A somewhat closer look would perhaps have reminded the president of the old television spot for the Wendy's fast-food chain: An elderly woman examines a rival chain's burger, and at the sight of the tiny patty buried inside a huge, spongy and airy roll, she emits the famous cry: "Where's the beef?!"
This question might be asked with respect to diplomatic Israel, if it exists at all beyond the prime minister's smooth tongue: Is there any beef there, beyond the compliments and the high language? Is there any sold mass beyond the survival dance of the diffuse and spongy coalition of Olmert-Barak-Lieberman-Yishai? Is there anything to sink one's teeth into, and who will do the sinking?
Israel has known narrow and shaky governments, leaders with no public support, a culture of public squares that has tried to appeal and repeal the results at the ballot box. But even in the crudest experiences of delegitimization, it was at least clear to the governments and their heads whom they were trying to topple, what policy they were trying to replace, and above all, why. Ehud Olmert's government, however, is unique; it has held on only because it already has wilted: Unable to implement a policy that in any case has not been thought out, it exists only thanks to the balance of interests of those seeking to topple it.
The opposition "coalition" is also quite strange, as it is no less diffuse than the official coalition: Indeed, in addition to the usual suspects lurking in wait for any leadership downfall (the messianic forces and the inert settlers in the territories, Likud chair MK Benjamin Netanyahu and his "I want to be prime minister" obsession), the lineup of government opponents is unprecedentedly heterogeneous: reservists, retired officers, rabbis, bereaved parents, prisoners' parents, world-menders, platform-seekers and the plain insulted from wall to wall, including ministers and Knesset members from the coalition itself. Their only common denominator is the absence of a common denominator, ideology or idea, apart from "dismantle Olmert" no matter what.
But even the concern with Olmert, which has become the only agenda in the political expanse, is part of that same horizonless vacuum devoid of responsibility in which Olmert stands accused. Here, too, one could ask, "Where's the beef?" What is the proposed alternative? The counter-idea? The enthusiastic supporters of the Second Lebanon War are blaming Olmert for its eruption; without any feasible plan of their own, they are accusing the prime minister both of not having a policy and of not implementing it.
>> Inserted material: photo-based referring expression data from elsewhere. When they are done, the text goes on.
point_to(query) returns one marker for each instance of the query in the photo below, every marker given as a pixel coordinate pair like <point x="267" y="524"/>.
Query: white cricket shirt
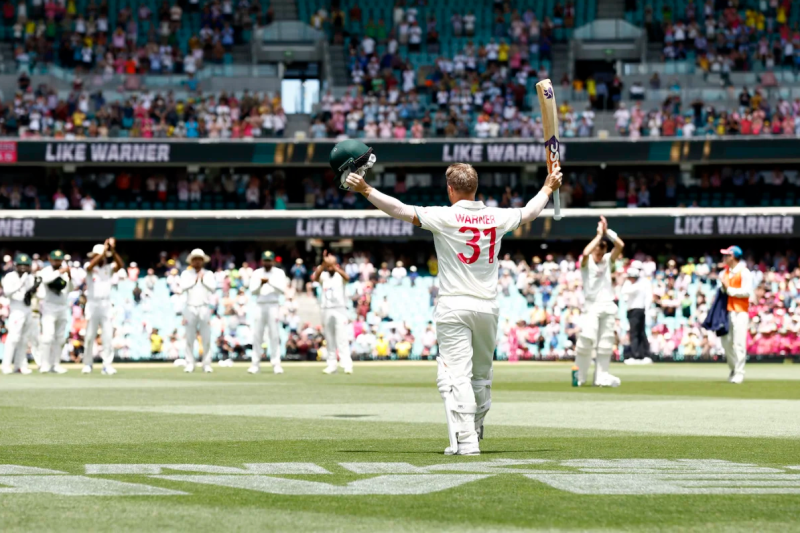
<point x="267" y="293"/>
<point x="638" y="294"/>
<point x="198" y="294"/>
<point x="467" y="238"/>
<point x="15" y="286"/>
<point x="51" y="297"/>
<point x="332" y="290"/>
<point x="99" y="282"/>
<point x="598" y="290"/>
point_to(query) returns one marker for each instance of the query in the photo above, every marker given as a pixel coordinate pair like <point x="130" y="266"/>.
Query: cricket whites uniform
<point x="739" y="290"/>
<point x="56" y="317"/>
<point x="597" y="321"/>
<point x="334" y="321"/>
<point x="21" y="324"/>
<point x="467" y="238"/>
<point x="197" y="313"/>
<point x="267" y="314"/>
<point x="99" y="312"/>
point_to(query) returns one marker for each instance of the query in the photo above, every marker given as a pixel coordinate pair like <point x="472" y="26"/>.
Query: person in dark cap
<point x="267" y="284"/>
<point x="737" y="282"/>
<point x="56" y="312"/>
<point x="19" y="287"/>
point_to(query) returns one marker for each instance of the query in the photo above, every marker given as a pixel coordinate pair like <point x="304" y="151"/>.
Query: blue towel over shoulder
<point x="717" y="318"/>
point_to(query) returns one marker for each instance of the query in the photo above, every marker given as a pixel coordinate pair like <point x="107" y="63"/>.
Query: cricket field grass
<point x="676" y="448"/>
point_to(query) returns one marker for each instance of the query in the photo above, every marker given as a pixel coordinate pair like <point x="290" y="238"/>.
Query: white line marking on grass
<point x="381" y="485"/>
<point x="700" y="417"/>
<point x="249" y="469"/>
<point x="81" y="486"/>
<point x="14" y="470"/>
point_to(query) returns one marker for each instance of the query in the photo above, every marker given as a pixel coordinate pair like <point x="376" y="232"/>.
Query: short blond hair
<point x="462" y="177"/>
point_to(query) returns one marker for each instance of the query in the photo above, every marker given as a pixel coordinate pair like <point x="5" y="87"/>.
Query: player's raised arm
<point x="538" y="202"/>
<point x="388" y="204"/>
<point x="612" y="235"/>
<point x="594" y="243"/>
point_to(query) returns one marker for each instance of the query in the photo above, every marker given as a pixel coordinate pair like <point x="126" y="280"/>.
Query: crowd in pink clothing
<point x="682" y="292"/>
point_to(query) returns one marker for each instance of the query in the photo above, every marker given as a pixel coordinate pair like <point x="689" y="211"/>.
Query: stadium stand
<point x="157" y="189"/>
<point x="539" y="304"/>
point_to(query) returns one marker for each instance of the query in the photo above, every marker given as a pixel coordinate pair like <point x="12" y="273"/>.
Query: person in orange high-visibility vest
<point x="738" y="284"/>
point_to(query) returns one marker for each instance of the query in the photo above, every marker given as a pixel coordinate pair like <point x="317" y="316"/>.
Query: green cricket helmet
<point x="351" y="156"/>
<point x="22" y="259"/>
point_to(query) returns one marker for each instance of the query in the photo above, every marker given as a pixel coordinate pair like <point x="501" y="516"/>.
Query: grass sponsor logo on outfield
<point x="579" y="476"/>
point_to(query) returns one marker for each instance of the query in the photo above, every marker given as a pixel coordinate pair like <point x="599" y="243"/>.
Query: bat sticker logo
<point x="554" y="156"/>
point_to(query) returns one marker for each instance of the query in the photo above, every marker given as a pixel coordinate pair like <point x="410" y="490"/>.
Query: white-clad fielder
<point x="104" y="261"/>
<point x="198" y="285"/>
<point x="599" y="309"/>
<point x="332" y="279"/>
<point x="56" y="312"/>
<point x="737" y="282"/>
<point x="267" y="284"/>
<point x="467" y="238"/>
<point x="19" y="286"/>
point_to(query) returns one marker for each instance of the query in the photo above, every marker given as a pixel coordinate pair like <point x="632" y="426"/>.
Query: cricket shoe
<point x="607" y="380"/>
<point x="464" y="448"/>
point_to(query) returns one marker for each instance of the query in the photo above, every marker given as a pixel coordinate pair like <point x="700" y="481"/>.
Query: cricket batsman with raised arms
<point x="467" y="236"/>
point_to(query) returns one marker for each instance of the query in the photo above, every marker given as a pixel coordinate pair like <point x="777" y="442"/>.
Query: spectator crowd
<point x="178" y="38"/>
<point x="38" y="112"/>
<point x="546" y="328"/>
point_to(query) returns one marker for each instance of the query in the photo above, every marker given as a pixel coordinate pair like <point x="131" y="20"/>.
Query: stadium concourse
<point x="391" y="304"/>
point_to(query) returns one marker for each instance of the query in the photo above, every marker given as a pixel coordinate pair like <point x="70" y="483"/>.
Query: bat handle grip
<point x="557" y="205"/>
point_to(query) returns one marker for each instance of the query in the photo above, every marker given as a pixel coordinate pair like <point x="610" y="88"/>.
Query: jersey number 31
<point x="473" y="243"/>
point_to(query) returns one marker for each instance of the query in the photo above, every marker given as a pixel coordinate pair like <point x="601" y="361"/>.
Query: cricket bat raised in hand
<point x="547" y="102"/>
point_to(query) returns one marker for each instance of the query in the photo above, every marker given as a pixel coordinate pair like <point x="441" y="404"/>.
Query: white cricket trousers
<point x="266" y="328"/>
<point x="55" y="321"/>
<point x="597" y="334"/>
<point x="334" y="324"/>
<point x="197" y="320"/>
<point x="467" y="341"/>
<point x="735" y="342"/>
<point x="98" y="315"/>
<point x="22" y="328"/>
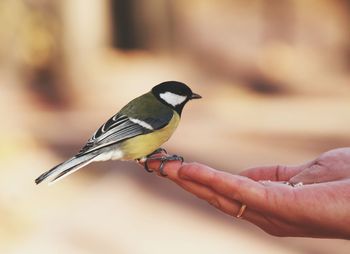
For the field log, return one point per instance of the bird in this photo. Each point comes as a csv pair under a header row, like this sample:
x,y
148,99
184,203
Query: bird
x,y
136,132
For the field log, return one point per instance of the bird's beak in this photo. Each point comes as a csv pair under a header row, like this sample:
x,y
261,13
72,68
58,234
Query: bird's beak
x,y
195,96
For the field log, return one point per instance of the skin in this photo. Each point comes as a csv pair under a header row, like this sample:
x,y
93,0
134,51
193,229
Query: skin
x,y
318,208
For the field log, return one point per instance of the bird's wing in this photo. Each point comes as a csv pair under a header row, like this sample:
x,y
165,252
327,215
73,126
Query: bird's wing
x,y
121,127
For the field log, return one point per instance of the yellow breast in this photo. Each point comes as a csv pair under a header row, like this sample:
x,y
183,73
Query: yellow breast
x,y
142,145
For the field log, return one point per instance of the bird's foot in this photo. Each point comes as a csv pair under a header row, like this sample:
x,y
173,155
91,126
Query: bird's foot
x,y
143,161
163,159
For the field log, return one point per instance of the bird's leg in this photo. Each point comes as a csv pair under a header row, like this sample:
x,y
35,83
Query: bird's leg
x,y
144,159
163,160
159,150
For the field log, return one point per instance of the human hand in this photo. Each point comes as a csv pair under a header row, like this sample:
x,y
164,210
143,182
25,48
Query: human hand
x,y
313,210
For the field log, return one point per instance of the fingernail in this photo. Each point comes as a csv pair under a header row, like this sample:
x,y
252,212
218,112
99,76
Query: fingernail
x,y
183,176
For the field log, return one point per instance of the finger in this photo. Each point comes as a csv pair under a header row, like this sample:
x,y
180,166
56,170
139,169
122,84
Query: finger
x,y
239,188
170,168
226,205
315,174
274,173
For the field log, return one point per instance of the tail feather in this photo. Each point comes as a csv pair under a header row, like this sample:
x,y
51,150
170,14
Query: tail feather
x,y
65,168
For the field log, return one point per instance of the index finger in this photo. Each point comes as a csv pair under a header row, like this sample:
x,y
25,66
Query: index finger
x,y
274,173
239,188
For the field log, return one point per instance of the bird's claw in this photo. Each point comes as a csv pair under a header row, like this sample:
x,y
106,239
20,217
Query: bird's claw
x,y
163,160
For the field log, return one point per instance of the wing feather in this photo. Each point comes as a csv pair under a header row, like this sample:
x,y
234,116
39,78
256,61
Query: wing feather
x,y
115,130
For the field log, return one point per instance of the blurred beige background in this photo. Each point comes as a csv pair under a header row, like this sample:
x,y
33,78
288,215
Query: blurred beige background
x,y
275,81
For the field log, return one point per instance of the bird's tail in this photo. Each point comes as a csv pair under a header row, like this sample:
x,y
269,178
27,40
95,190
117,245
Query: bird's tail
x,y
65,168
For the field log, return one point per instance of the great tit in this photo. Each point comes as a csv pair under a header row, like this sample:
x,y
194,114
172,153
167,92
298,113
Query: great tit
x,y
134,133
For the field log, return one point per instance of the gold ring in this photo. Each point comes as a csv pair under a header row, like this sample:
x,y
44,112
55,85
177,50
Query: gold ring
x,y
241,211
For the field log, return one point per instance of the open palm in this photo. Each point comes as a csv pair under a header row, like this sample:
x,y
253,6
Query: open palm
x,y
318,208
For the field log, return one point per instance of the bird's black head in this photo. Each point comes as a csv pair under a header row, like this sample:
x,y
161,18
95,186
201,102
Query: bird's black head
x,y
174,94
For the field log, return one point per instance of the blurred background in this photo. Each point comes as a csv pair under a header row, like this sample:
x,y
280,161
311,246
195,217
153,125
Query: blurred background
x,y
275,81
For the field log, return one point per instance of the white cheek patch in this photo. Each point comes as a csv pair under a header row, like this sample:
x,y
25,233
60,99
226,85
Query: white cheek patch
x,y
172,98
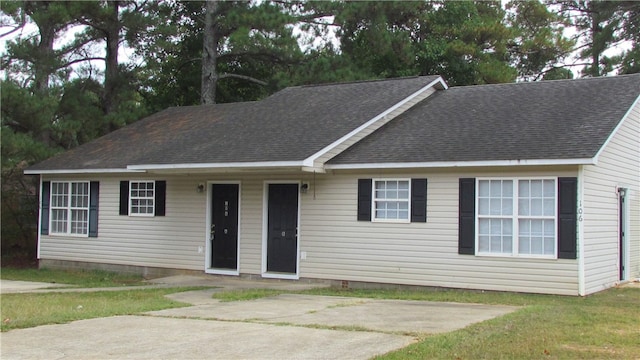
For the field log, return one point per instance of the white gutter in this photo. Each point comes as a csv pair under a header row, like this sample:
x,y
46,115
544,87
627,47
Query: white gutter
x,y
79,171
446,164
205,166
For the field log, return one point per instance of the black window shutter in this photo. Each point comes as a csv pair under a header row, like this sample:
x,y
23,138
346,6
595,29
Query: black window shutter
x,y
364,199
567,217
94,192
418,200
467,216
160,198
44,211
124,197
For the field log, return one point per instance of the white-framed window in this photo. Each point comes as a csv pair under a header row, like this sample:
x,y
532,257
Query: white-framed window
x,y
141,198
517,217
391,200
69,208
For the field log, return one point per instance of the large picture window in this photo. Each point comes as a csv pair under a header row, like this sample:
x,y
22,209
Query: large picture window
x,y
516,217
391,200
70,208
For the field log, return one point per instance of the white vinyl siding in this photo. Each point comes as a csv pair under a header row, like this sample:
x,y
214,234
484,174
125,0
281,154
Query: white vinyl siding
x,y
339,247
336,245
171,241
618,166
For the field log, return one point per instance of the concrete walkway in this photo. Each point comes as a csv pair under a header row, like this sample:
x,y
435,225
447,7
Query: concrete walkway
x,y
287,326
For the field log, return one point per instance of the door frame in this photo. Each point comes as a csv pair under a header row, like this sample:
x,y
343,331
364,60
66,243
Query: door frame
x,y
265,231
207,262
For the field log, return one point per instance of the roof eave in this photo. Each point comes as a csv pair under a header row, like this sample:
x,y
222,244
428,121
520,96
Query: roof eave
x,y
457,164
226,167
615,130
78,171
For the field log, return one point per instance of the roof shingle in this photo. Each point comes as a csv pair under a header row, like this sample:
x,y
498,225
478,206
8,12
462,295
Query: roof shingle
x,y
562,119
290,125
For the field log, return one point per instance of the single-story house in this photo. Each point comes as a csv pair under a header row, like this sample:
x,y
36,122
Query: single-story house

The sad impression, which became even more obvious during Bush's visit, is that Israel as a coherent state entity is living on its high-flown rhetoric and its external image more than the practical plane. As long as it is headed by a dominant, preferably patriarchal leader (like Ariel Sharon), it somehow maintains the appearance of a normal nation-state, with orderly government and authority. But when a gray figure from the ranks (who is not actually inferior to many leaders in the democratic world) comes into power, everything cracks and the shtetl is revealed: the fringe elements running around frantically and the renouncing of the central authority, the "policy" that is nothing but lobbying, the rejection of "decrees," the kowtowing to the lord or else ganging up on him, and the fatalism and ne'er-do-well speculations as to whether his successor will be "good for the Jews" or "bad for the Jews."
Yes, there were drums and brass bands this week, an army, an anthem, strong speeches and even red carpets. But where's the state?